The Corps put the easement policy in place decades ago to ensure that it didn’t spend public money to restore private beaches, but the agency didn’t begin enforcing the rule in earnest until after Superstorm Sandy in 2012. When the Corps tried to replace disintegrated beaches in New Jersey, it discovered that it didn’t have all the easements it needed. Local governments spent years trying to obtain them, and the state government had to use eminent domain to seize portions of the beach in order to satisfy the agency.

In the years since the agency has warned Pinellas County and other local governments that they won’t get any more sand unless they get easements from all the property owners on their beaches. The Corps says it first raised the issue with Pinellas back in 2017, but tensions started rising last year after Idalia eroded the area’s beaches to a dangerous degree, creating a desperate need for new protective sand.

The Corps requires that easements be “perpetual,” which means that the public will always be able to access the beach area behind an owner’s property. The agency says this is only so that it can help out after future storms: When a hurricane wipes out a beach, the Corps often swoops in to pay for an emergency beach replenishment just weeks later, ensuring homes don’t wash away. The agency says that it can’t commit to doing this emergency work unless it can be sure that beach access will remain public for good.

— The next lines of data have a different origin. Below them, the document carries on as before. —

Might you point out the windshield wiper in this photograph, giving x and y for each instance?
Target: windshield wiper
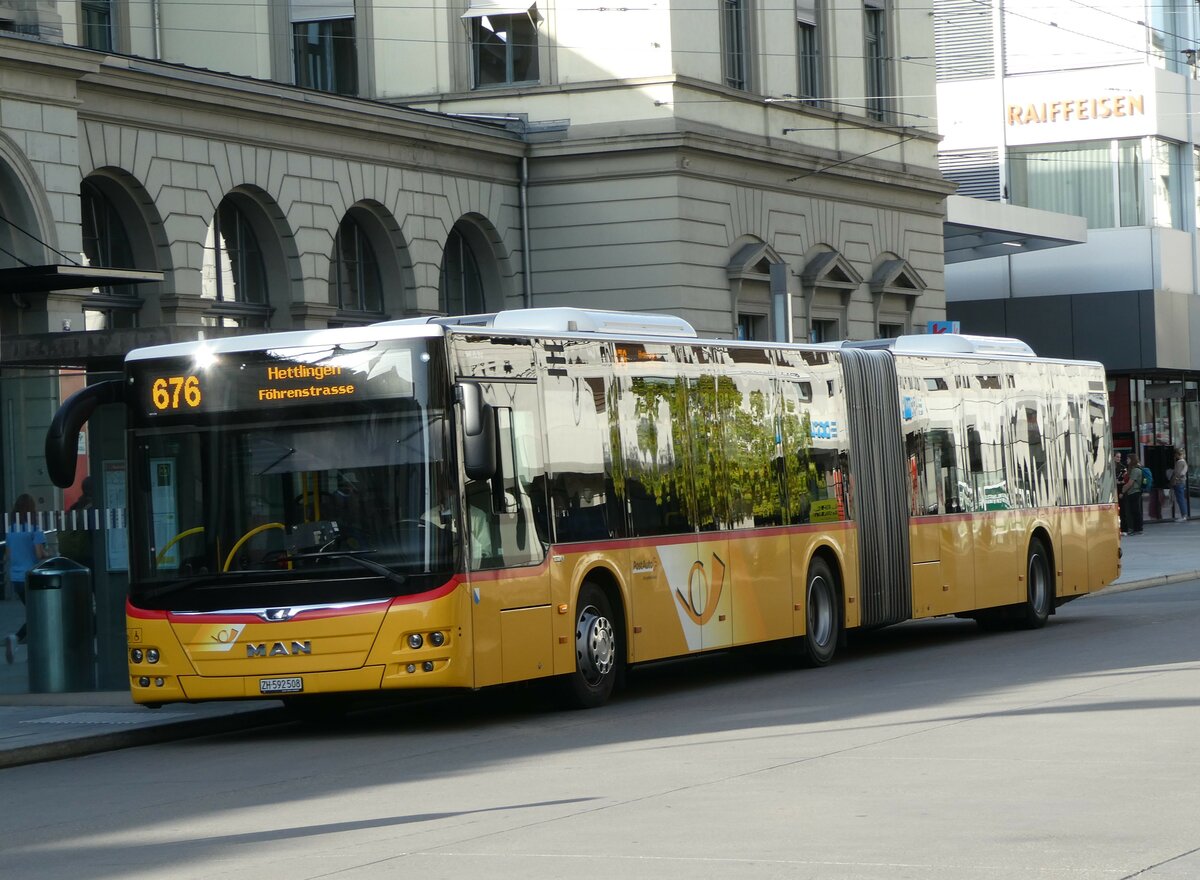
(291, 450)
(354, 556)
(202, 581)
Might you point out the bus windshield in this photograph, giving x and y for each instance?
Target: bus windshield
(339, 504)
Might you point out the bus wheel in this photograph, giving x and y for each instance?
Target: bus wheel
(1038, 587)
(822, 618)
(598, 651)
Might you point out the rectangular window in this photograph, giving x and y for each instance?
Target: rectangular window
(96, 24)
(808, 46)
(735, 43)
(325, 57)
(825, 331)
(1195, 183)
(1101, 180)
(504, 48)
(1168, 201)
(879, 79)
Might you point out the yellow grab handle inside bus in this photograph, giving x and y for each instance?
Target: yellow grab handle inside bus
(245, 538)
(173, 542)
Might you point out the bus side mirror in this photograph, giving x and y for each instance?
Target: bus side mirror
(63, 435)
(478, 432)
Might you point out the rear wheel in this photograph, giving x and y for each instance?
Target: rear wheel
(1038, 587)
(599, 651)
(822, 615)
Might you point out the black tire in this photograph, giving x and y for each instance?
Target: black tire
(1038, 587)
(599, 651)
(822, 615)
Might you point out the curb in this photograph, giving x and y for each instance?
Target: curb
(1146, 582)
(151, 735)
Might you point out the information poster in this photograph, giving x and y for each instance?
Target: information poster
(117, 537)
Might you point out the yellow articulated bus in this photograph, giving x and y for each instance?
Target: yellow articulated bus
(558, 492)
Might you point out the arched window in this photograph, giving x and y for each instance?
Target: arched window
(461, 287)
(234, 274)
(106, 245)
(355, 283)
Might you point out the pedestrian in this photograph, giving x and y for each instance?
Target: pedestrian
(1120, 471)
(1131, 495)
(24, 546)
(1180, 488)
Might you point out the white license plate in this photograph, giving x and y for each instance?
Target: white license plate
(280, 686)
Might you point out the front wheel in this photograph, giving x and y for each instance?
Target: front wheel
(598, 651)
(822, 615)
(1038, 587)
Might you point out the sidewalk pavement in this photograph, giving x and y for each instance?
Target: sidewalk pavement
(46, 726)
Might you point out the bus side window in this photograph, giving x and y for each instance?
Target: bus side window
(508, 524)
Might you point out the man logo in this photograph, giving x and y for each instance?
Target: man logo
(279, 650)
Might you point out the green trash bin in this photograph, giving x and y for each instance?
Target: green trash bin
(60, 632)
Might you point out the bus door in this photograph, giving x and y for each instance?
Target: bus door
(508, 538)
(705, 593)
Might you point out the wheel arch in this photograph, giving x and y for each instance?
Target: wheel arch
(832, 556)
(1041, 532)
(607, 581)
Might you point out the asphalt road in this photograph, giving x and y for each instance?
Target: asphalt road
(929, 750)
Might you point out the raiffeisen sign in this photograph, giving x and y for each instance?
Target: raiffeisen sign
(1073, 106)
(1077, 108)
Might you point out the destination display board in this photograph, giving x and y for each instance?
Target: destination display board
(268, 379)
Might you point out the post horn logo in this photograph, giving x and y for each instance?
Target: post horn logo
(702, 597)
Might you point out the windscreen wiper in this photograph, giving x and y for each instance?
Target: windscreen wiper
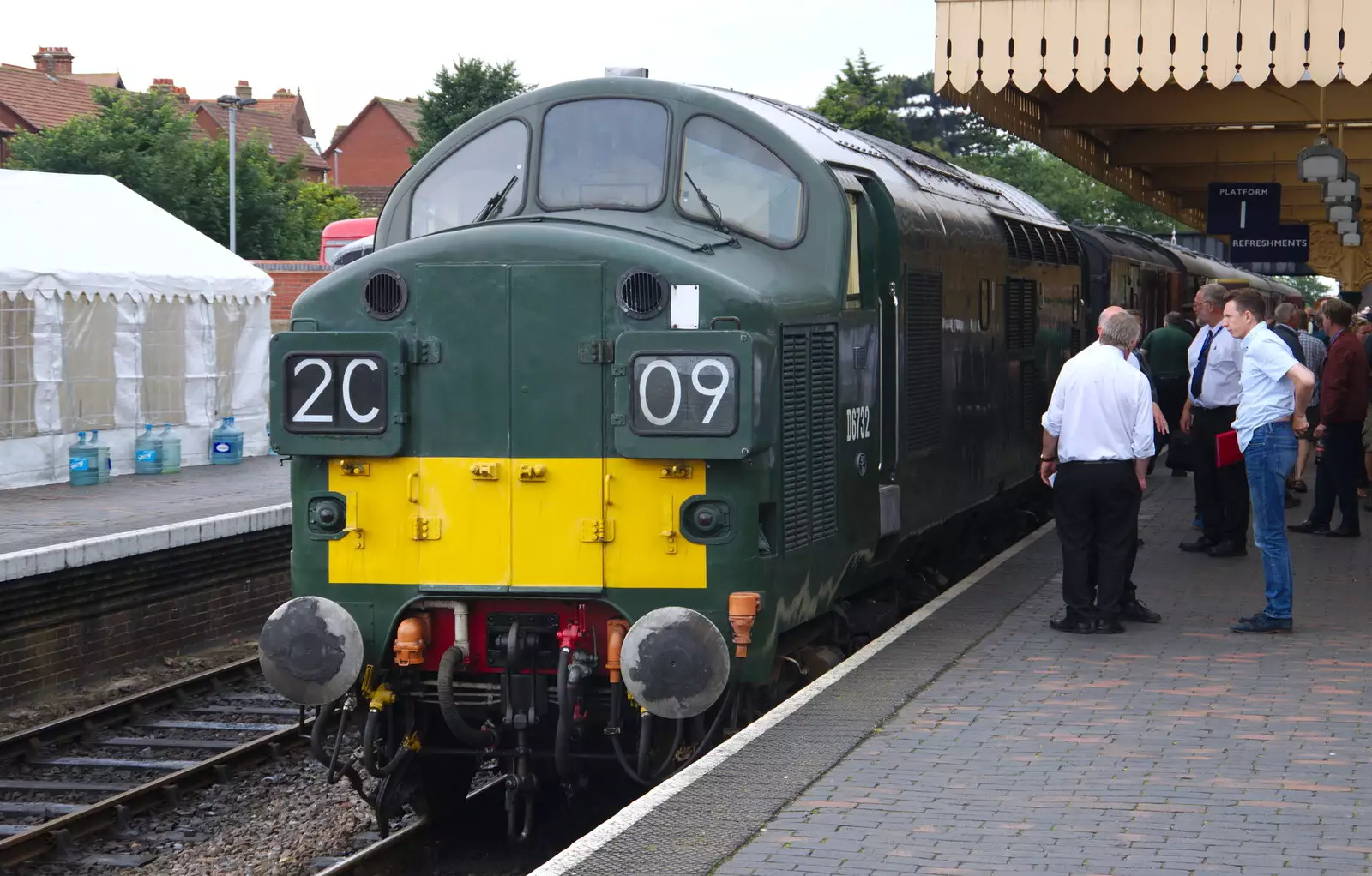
(713, 212)
(493, 206)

It also says that it needs easements from all property owners in a given area, because nourishment projects don’t work unless they’re continuous along an entire stretch of sand.

Pinellas County officials tried their best to obtain these easements, even going from door to door and pleading with residents to “sign for sand.” Nevertheless, around half of the 461 property owners along the barrier island have refused to grant them. County officials are still urging residents to submit, but they have obtained few new easements since late last year.

The strange thing about the easement controversy is that these waterfront residents don’t fully own the beaches behind their homes — in fact, most of the county’s beaches are already public. State law provides that all Florida beaches with artificial sand are public up to the “erosion control line,” which is about the same as that which marks high tide. In other words, everything from the water to the high tide line is open for anyone to walk, tan, or spread a blanket. The land in dispute between the Corps and the homeowners is only the section of sand between the backside of a beach house and the high tide line, which in many cases is just a few dozen feet.